Equities Rise During Volatile Week
Equities Rise During Volatile Week
Equities continued to be volatile last week with the largest two-day gain since March 2020 on Monday and Tuesday followed by three consecutive losing days. Despite the cool-off to end the week, global equities (represented by the MSCI All Country World Index) ended up 1.77%, and domestic stocks (represented by the S&P 500 Index) were up 1.56%.
Jobs Report
Last week’s jobs report showed an addition of 263,000 jobs in September, slowing from August’s 315,000 but still remaining relatively strong. The unemployment rate dropped back to 3.5% from 3.7%. The signs of persistent labor market strength influenced market expectations for the peak fed funds rate as seen in the below image. Wage growth, however, seems to be moderating as average hourly earnings were up 5% on a year-over-year basis, down from March’s high of 5.6%.
Purchasing Managers Index
The Institute for Supply Management’s (ISM) Purchasing Managers Index (PMI) declined to 50.9 in September from 52.8 in August.
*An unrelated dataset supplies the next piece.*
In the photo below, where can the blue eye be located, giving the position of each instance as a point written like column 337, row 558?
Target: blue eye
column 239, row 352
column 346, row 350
With a reading over 50, the manufacturing sector continues its expansionary environment, but the lower reading continues to show moderation. The ISM manufacturing prices paid index showed a decline from the previous month and levels close to the beginning of the pandemic.
Consumer Price Index
This week we look ahead to September’s Consumer Price Index report for more insight into moderating inflation. Q3 earnings also picks up this week with big names like PepsiCo reporting mid-week and big banks scheduled for Friday. Markets will be focused on company performance amid high inflation, a strong US Dollar, and further earnings guidance.
I’d like to leave you with the final line we’ve used since we started these commentaries back at the very height of market volatility in March 2020. Always remember that we create financial/investment plans not for the easy times, but to prepare for the tough ones.